I had spent the summer Saturday by myself, meandering through a part of the city I was still, after 30 years here, unfamiliar with, and it had yielded up a banquet of pleasure. A small, old, redbrick church, and next to it, protected by a black wrought-iron fence, a pristine lawn dotted with pale, deep-set gravestones, tilting one way and another in the dappled late-afternoon sunlight. A hidden lane, bright green moss sprouting thickly between its cobblestones, leading down toward the riverbank and a series of playful bronze sculptures of baby animals tumbling in the grass.

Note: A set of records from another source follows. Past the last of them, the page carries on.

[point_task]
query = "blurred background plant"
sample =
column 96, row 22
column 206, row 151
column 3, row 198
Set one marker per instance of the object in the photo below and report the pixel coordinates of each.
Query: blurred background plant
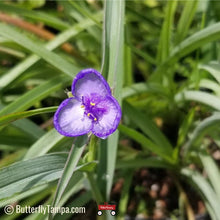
column 161, row 59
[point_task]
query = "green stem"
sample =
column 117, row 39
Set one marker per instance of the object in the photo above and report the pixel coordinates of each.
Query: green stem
column 95, row 190
column 92, row 148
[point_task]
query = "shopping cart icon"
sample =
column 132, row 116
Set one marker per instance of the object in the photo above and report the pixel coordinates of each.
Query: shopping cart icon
column 106, row 206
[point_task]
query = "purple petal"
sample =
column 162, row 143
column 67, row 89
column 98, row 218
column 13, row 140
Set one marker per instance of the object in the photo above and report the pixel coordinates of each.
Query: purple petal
column 109, row 121
column 70, row 120
column 90, row 81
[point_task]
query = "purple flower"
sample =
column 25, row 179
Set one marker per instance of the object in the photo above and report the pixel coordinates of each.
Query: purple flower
column 92, row 107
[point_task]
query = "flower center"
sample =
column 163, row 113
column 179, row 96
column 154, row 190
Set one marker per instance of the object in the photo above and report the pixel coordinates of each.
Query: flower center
column 92, row 108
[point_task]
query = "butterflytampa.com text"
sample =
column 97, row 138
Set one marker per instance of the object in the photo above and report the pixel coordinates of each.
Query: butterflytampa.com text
column 43, row 209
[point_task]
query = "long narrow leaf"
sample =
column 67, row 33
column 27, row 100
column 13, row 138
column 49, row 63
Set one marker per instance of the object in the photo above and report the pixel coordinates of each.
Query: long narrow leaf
column 71, row 163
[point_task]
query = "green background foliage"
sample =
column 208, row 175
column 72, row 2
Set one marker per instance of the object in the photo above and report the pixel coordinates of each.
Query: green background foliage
column 161, row 60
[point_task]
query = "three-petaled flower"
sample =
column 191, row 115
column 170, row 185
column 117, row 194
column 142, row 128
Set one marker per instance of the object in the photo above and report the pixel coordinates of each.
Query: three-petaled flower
column 91, row 109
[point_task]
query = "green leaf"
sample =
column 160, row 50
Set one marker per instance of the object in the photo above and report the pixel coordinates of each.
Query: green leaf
column 202, row 185
column 198, row 96
column 18, row 115
column 37, row 15
column 46, row 143
column 147, row 144
column 200, row 38
column 52, row 58
column 31, row 192
column 9, row 77
column 213, row 68
column 71, row 163
column 27, row 127
column 153, row 162
column 212, row 171
column 148, row 127
column 34, row 95
column 203, row 128
column 112, row 69
column 23, row 175
column 186, row 18
column 165, row 36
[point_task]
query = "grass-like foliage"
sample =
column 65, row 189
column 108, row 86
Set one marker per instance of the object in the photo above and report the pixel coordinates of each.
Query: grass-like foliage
column 161, row 60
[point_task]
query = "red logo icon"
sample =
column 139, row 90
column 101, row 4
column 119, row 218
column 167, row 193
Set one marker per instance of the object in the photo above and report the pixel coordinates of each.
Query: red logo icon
column 107, row 206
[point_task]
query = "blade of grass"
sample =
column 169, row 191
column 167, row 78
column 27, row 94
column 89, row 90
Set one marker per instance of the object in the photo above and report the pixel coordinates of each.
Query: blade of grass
column 45, row 143
column 204, row 188
column 200, row 38
column 212, row 171
column 213, row 68
column 18, row 115
column 199, row 96
column 137, row 163
column 36, row 94
column 165, row 36
column 37, row 171
column 147, row 145
column 186, row 19
column 112, row 69
column 148, row 127
column 204, row 127
column 36, row 15
column 59, row 40
column 71, row 163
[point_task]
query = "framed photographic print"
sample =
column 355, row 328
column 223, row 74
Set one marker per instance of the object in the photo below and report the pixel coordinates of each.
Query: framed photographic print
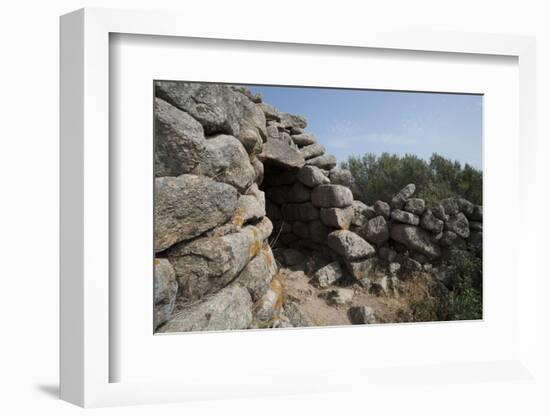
column 309, row 201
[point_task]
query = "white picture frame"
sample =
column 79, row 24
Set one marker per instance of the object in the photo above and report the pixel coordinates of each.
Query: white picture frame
column 85, row 216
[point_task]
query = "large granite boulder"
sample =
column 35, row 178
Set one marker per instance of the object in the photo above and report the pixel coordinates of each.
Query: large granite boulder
column 331, row 196
column 179, row 140
column 165, row 289
column 186, row 206
column 207, row 264
column 225, row 159
column 213, row 105
column 415, row 238
column 230, row 308
column 337, row 217
column 405, row 217
column 278, row 153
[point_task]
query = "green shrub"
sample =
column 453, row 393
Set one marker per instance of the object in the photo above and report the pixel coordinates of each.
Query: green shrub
column 380, row 177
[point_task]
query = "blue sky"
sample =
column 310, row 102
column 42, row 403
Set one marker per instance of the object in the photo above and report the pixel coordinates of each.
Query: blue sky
column 354, row 122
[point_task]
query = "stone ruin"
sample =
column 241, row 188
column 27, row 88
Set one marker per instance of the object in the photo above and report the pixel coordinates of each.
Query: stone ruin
column 237, row 180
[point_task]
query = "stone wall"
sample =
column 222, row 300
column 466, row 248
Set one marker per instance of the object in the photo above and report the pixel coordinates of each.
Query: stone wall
column 236, row 177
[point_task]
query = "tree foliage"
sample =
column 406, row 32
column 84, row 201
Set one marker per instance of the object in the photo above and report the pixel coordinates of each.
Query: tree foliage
column 380, row 177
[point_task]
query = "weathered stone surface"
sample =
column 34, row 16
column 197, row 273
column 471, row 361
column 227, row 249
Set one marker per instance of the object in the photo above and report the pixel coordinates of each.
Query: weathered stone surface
column 465, row 206
column 179, row 140
column 255, row 98
column 231, row 308
column 189, row 205
column 213, row 105
column 258, row 169
column 399, row 199
column 359, row 315
column 165, row 290
column 431, row 223
column 382, row 208
column 298, row 193
column 273, row 211
column 277, row 194
column 324, row 162
column 257, row 274
column 300, row 212
column 304, row 139
column 387, row 253
column 349, row 245
column 331, row 196
column 270, row 112
column 376, row 231
column 405, row 217
column 450, row 206
column 292, row 257
column 292, row 120
column 278, row 177
column 362, row 213
column 337, row 217
column 205, row 265
column 318, row 231
column 415, row 238
column 415, row 205
column 276, row 152
column 458, row 223
column 341, row 177
column 338, row 296
column 301, row 229
column 296, row 316
column 328, row 274
column 250, row 206
column 225, row 159
column 312, row 150
column 363, row 270
column 477, row 213
column 476, row 241
column 312, row 176
column 476, row 226
column 439, row 212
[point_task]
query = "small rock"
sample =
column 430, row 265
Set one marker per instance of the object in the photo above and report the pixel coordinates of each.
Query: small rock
column 376, row 231
column 458, row 223
column 338, row 296
column 431, row 223
column 304, row 139
column 415, row 205
column 340, row 177
column 324, row 162
column 349, row 245
column 331, row 196
column 359, row 315
column 312, row 176
column 292, row 257
column 312, row 150
column 405, row 217
column 328, row 275
column 382, row 208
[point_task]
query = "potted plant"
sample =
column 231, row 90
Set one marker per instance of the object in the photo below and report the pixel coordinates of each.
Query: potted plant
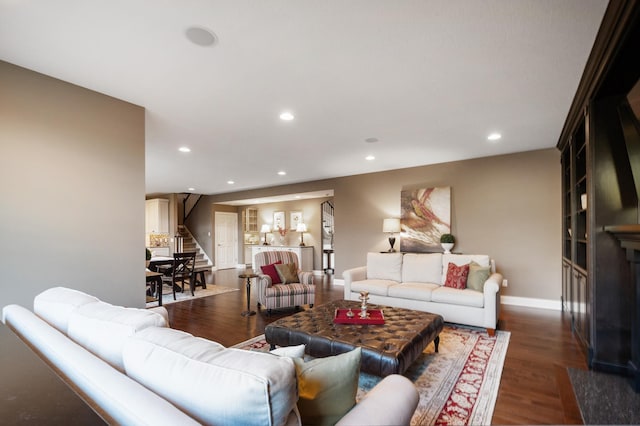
column 447, row 242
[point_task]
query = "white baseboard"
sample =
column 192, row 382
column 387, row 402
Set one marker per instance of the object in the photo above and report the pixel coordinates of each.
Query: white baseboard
column 531, row 302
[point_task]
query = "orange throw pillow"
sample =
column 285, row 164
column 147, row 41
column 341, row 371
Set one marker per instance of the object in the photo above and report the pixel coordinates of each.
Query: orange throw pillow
column 271, row 271
column 457, row 276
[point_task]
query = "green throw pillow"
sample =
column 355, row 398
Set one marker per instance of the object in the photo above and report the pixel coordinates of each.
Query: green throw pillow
column 287, row 272
column 327, row 387
column 477, row 276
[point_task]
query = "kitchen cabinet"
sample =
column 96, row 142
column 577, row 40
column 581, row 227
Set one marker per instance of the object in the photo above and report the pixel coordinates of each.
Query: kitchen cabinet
column 305, row 254
column 251, row 220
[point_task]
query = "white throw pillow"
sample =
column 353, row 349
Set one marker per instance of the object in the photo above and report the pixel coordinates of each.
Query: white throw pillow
column 103, row 328
column 56, row 304
column 384, row 266
column 213, row 384
column 422, row 268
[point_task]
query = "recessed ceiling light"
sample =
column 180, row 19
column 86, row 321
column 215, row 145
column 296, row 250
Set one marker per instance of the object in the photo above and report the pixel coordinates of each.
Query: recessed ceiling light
column 286, row 116
column 200, row 36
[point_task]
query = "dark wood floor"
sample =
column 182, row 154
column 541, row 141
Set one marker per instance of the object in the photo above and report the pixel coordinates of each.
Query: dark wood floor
column 534, row 389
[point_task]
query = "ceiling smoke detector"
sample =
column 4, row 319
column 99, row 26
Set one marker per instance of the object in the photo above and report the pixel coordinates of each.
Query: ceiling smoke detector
column 201, row 36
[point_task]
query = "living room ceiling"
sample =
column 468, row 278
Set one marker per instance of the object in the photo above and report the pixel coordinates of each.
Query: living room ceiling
column 408, row 82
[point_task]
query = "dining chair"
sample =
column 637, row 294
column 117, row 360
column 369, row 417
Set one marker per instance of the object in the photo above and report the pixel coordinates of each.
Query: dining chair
column 181, row 272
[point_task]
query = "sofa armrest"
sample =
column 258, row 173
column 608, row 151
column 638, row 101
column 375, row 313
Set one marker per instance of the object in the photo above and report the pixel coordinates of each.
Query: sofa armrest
column 392, row 402
column 493, row 283
column 114, row 396
column 351, row 275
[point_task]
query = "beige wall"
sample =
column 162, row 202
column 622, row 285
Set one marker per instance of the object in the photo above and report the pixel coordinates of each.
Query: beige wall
column 72, row 185
column 507, row 206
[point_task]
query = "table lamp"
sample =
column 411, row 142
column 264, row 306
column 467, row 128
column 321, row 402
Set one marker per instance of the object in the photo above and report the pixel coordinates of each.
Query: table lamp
column 265, row 229
column 301, row 228
column 391, row 226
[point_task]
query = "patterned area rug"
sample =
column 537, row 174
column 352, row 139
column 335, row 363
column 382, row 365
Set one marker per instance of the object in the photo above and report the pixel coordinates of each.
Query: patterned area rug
column 211, row 290
column 457, row 386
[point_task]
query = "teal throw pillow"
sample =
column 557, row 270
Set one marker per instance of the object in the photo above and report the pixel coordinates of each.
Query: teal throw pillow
column 477, row 276
column 327, row 387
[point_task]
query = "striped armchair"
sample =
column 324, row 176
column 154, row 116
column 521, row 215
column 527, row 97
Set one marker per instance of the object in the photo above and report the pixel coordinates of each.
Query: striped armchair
column 274, row 296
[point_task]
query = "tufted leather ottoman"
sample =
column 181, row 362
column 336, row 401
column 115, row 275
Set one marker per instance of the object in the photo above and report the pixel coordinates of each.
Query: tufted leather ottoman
column 386, row 349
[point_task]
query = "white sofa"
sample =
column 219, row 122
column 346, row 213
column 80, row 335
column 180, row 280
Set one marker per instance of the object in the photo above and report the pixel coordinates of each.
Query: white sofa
column 416, row 281
column 132, row 369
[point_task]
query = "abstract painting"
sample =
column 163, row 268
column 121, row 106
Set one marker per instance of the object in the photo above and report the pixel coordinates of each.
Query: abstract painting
column 425, row 215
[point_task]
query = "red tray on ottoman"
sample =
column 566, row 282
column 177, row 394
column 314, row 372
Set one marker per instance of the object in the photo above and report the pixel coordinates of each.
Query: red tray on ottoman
column 374, row 316
column 388, row 348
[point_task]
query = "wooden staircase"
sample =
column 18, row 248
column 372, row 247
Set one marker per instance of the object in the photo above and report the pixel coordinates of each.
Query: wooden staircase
column 189, row 245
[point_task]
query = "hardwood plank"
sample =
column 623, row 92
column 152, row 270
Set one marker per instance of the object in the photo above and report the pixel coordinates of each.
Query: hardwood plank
column 532, row 390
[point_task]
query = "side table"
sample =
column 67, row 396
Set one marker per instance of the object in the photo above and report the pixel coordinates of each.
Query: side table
column 248, row 312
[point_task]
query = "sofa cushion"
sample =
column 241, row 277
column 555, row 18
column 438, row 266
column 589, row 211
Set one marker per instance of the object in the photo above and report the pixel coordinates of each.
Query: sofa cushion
column 289, row 351
column 477, row 276
column 457, row 276
column 377, row 287
column 384, row 266
column 213, row 384
column 56, row 304
column 422, row 268
column 270, row 270
column 453, row 296
column 462, row 259
column 103, row 328
column 327, row 387
column 413, row 291
column 288, row 273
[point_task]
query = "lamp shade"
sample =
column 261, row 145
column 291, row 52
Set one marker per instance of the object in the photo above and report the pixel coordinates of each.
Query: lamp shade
column 391, row 225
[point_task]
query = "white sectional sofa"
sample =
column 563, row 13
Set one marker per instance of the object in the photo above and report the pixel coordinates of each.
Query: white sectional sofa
column 132, row 369
column 416, row 281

Around suppertime I realized that I wasn't far from one of my favorite restaurants. I rarely go there, because it's expensive and always packed, but I thought I might be able to sit at the bar and have a dozen of their tasty oysters and a glass of wine. After all the meandering, I was very hungry. I could see from the street that there was one seat left at the bar, already crowded with people who seemed to have recently napped and showered and spent some time figuring out what to wear and who now looked especially fine and happy to see one another. I was feeling a little bit like Pigpen, in my dusty sandals and shift. But I wanted those oysters. (And that glass of Chablis.) So I went in, navigated the crowd, excuse me'd over to the empty seat, and sat down, a bit self-consciously. I was a middle-aged woman alone at a bar among strangers. Where were my friends? Didn't I have any? My own personal bugaboo settled over me like a soggy towel, seriously dampening my pleasure: Was this experience my first step on the path that leads inexorably to rubber-soled flats, loose, tentlike garments, and an obsessive interest in public television?

I sighed aloud. If that was my future, I might as well enjoy myself getting there. I asked the bartender to recommend a wine. He offered me a taste of something delicious. The first dozen oysters were so astoundingly good, I had to have a second. As I was savoring them—deeply savoring them—I became aware of the couple sitting next to me. He was chattering animatedly while she, half-listening, watched my every slurp and sip. Finally, she interrupted him: "I have to have what she's having," she said, pointing at my plate.

I was completely happy. Why had I felt a need to judge or label myself? (Middle-aged woman eating and drinking alone, no friends, crazy lady.) I've been running away from being alone all my life, even though I often enjoy it. I've avoided it because Loneliness, Being Alone's ugly stepsister, is uncomfortable, sometimes painful. It's the pain that sociologist Robert S. Weiss, PhD, describes as "separation distress without an object": You're longing for connection but don't know with what or whom. Which—in me, anyway—leads to a kind of emotional chaos. Not long after my date with the oysters, I began to wonder what would happen if I could tolerate that distress without reaching out to anchor myself with a phone call or an e-mail, a book, the television, a plate of shellfish. If I could just be with the loneliness without trying to fix it. To do that, I'd have to let go of the judgments I'd attached to being alone—that it's a problem, a punishment for not being good enough in some way.